# Angelfish & 40 gallon breeder



## Shrimplett (Mar 21, 2013)

Today at PetsMart I saw my new favorite tank size: a 40 gallon breeder!!!! Right now I have a 40 gallon tall and have an angelfish in it. If I got a 40 breeder would it be to shallow for my angel?


----------



## Shrimplett (Mar 21, 2013)

Is this the right place to post this? :noidea:


----------



## vancat (Nov 5, 2004)

one fish? not sure how tall a 40 breeder is, but I can't see 40 g in any configuration being too small for one angelfish.


----------



## Shrimplett (Mar 21, 2013)

No no, there's more fish in the tank:
1 angelfish
3 banded rainbows
7 harlequin rasboras
2 GBRs
3 otociclus

(I am going to change my stocking list). I was just asking about my angel in particular.
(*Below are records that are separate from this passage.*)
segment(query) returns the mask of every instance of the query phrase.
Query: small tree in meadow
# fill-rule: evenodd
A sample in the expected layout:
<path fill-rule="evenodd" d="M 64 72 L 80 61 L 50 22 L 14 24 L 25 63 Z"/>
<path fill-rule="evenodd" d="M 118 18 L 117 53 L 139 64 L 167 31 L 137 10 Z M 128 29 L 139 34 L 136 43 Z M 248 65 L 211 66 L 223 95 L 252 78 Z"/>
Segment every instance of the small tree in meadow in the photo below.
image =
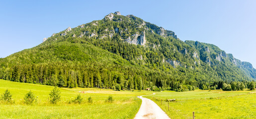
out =
<path fill-rule="evenodd" d="M 29 91 L 25 95 L 24 101 L 25 104 L 30 105 L 36 102 L 36 98 L 35 97 L 35 94 L 31 91 Z"/>
<path fill-rule="evenodd" d="M 5 102 L 10 103 L 12 102 L 12 95 L 10 94 L 10 91 L 7 89 L 4 93 L 1 95 L 1 100 L 2 100 Z"/>
<path fill-rule="evenodd" d="M 88 103 L 90 104 L 92 103 L 92 98 L 91 98 L 90 96 L 88 98 Z"/>
<path fill-rule="evenodd" d="M 113 101 L 114 101 L 114 99 L 113 99 L 113 97 L 111 95 L 109 96 L 107 98 L 106 102 L 112 103 Z"/>
<path fill-rule="evenodd" d="M 50 95 L 50 102 L 52 104 L 56 104 L 61 99 L 60 90 L 57 88 L 57 87 L 54 87 L 51 93 L 49 94 Z"/>
<path fill-rule="evenodd" d="M 82 97 L 81 95 L 79 94 L 78 95 L 76 99 L 73 100 L 72 102 L 73 102 L 75 103 L 81 104 L 81 103 L 83 102 L 83 98 Z"/>
<path fill-rule="evenodd" d="M 251 90 L 254 90 L 255 88 L 255 83 L 254 81 L 252 81 L 248 86 L 248 88 Z"/>

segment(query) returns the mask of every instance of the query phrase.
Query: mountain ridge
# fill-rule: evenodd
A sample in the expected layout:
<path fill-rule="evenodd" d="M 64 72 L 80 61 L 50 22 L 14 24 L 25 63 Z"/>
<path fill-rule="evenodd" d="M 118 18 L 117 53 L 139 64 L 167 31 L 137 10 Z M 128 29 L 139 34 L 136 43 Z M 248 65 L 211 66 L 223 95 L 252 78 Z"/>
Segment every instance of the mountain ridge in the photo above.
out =
<path fill-rule="evenodd" d="M 0 77 L 71 88 L 179 91 L 256 77 L 251 64 L 214 45 L 183 42 L 174 32 L 119 12 L 43 41 L 0 59 Z"/>

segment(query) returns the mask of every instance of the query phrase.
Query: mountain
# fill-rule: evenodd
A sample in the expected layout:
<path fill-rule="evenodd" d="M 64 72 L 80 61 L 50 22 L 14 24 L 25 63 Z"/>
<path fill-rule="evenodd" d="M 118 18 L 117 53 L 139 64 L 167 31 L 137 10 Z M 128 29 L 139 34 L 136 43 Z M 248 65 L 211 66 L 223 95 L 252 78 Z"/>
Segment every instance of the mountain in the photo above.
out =
<path fill-rule="evenodd" d="M 173 90 L 256 79 L 251 63 L 216 46 L 183 42 L 171 31 L 119 12 L 43 42 L 0 59 L 0 77 L 70 88 Z"/>

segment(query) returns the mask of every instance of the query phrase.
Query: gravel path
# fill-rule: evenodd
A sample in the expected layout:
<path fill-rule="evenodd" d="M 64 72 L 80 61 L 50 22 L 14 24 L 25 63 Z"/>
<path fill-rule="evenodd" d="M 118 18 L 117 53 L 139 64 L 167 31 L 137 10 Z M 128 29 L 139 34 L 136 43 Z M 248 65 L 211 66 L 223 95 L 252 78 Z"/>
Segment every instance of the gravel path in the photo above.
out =
<path fill-rule="evenodd" d="M 154 93 L 153 95 L 155 95 Z M 138 98 L 142 100 L 142 103 L 139 112 L 136 114 L 134 119 L 170 119 L 154 101 L 145 98 L 143 96 Z"/>

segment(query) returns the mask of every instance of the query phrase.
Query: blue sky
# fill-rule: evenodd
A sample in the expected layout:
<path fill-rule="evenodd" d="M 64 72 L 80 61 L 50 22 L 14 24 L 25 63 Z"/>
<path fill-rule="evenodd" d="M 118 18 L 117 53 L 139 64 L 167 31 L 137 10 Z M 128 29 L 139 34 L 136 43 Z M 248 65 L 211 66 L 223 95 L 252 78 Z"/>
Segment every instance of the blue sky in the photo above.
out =
<path fill-rule="evenodd" d="M 256 67 L 256 0 L 1 0 L 0 58 L 119 11 L 174 31 L 182 41 L 213 44 Z"/>

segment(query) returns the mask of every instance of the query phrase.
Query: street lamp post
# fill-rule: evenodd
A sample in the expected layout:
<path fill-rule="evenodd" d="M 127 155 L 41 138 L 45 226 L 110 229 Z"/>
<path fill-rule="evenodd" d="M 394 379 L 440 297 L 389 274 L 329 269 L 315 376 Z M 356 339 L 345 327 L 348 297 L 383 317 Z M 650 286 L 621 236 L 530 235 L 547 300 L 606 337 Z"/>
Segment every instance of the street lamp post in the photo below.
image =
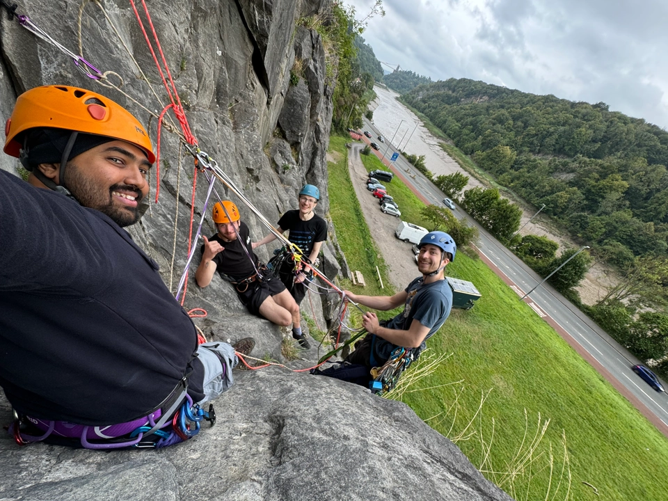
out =
<path fill-rule="evenodd" d="M 404 148 L 406 148 L 406 146 L 408 145 L 408 143 L 411 142 L 411 138 L 413 137 L 413 133 L 415 132 L 415 129 L 418 129 L 418 125 L 420 125 L 420 123 L 416 123 L 416 124 L 415 124 L 415 128 L 413 129 L 413 132 L 411 132 L 411 135 L 408 136 L 408 140 L 406 142 L 406 144 L 404 145 Z M 402 139 L 401 141 L 403 141 L 403 139 Z M 401 143 L 399 143 L 399 144 L 401 145 Z M 397 148 L 397 149 L 398 150 L 399 148 Z"/>
<path fill-rule="evenodd" d="M 406 135 L 408 133 L 408 129 L 406 129 L 406 132 L 404 132 L 404 135 L 401 136 L 401 140 L 399 142 L 399 146 L 401 146 L 401 143 L 404 142 L 404 138 L 406 137 Z M 397 147 L 397 150 L 399 150 L 399 151 L 401 151 L 401 149 L 399 148 L 399 146 Z"/>
<path fill-rule="evenodd" d="M 399 132 L 399 128 L 401 126 L 401 124 L 406 122 L 406 120 L 402 120 L 399 122 L 399 125 L 397 126 L 397 130 L 395 131 L 395 133 L 392 135 L 392 139 L 390 140 L 390 142 L 388 143 L 388 147 L 385 149 L 385 157 L 388 156 L 388 151 L 390 150 L 390 145 L 392 144 L 392 141 L 395 140 L 395 136 L 397 135 L 397 133 Z"/>
<path fill-rule="evenodd" d="M 533 292 L 534 290 L 536 290 L 536 289 L 538 289 L 538 287 L 539 287 L 541 285 L 542 285 L 548 278 L 549 278 L 551 277 L 552 275 L 554 275 L 555 273 L 557 273 L 557 271 L 559 271 L 562 268 L 563 268 L 564 266 L 566 266 L 566 264 L 568 261 L 570 261 L 571 260 L 572 260 L 573 257 L 575 257 L 576 255 L 578 255 L 578 254 L 580 254 L 582 250 L 584 250 L 586 249 L 586 248 L 589 248 L 589 246 L 584 246 L 582 247 L 580 250 L 578 250 L 578 252 L 576 252 L 576 253 L 575 253 L 575 254 L 573 254 L 572 256 L 571 256 L 570 257 L 568 257 L 566 261 L 564 261 L 564 262 L 562 262 L 562 265 L 561 265 L 559 268 L 557 268 L 557 269 L 555 269 L 555 270 L 554 271 L 552 271 L 551 273 L 550 273 L 549 275 L 548 275 L 545 278 L 543 278 L 543 282 L 541 282 L 538 285 L 536 285 L 536 287 L 534 287 L 533 289 L 532 289 L 530 291 L 529 291 L 528 292 L 527 292 L 524 296 L 523 296 L 522 297 L 520 297 L 520 301 L 522 301 L 522 300 L 524 299 L 527 296 L 528 296 L 528 295 L 530 294 L 532 292 Z"/>
<path fill-rule="evenodd" d="M 538 214 L 540 213 L 540 212 L 541 212 L 541 210 L 543 210 L 543 209 L 545 209 L 545 204 L 543 204 L 543 207 L 541 207 L 540 209 L 538 209 L 538 212 L 536 212 L 536 213 L 534 214 L 533 216 L 532 216 L 530 218 L 529 218 L 529 221 L 527 221 L 526 223 L 525 223 L 523 225 L 522 225 L 522 228 L 520 228 L 519 230 L 518 230 L 516 232 L 515 232 L 514 233 L 513 233 L 513 234 L 511 236 L 511 238 L 512 238 L 513 237 L 514 237 L 515 235 L 516 235 L 518 233 L 519 233 L 520 231 L 522 231 L 522 228 L 524 228 L 525 226 L 526 226 L 527 224 L 529 224 L 530 223 L 531 223 L 531 220 L 533 219 L 533 218 L 534 218 L 534 217 L 536 217 L 536 216 L 538 216 Z"/>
A 40 breeder is around 16 inches tall.


----------



## vancat (Nov 5, 2004)

that seems ok to me.


----------



## Shrimplett (Mar 21, 2013)

So you don't think it will be to shallow for the angel?


----------



## vancat (Nov 5, 2004)

I don't think so.


----------



## Shrimplett (Mar 21, 2013)

Awsome, thanks!!!


----------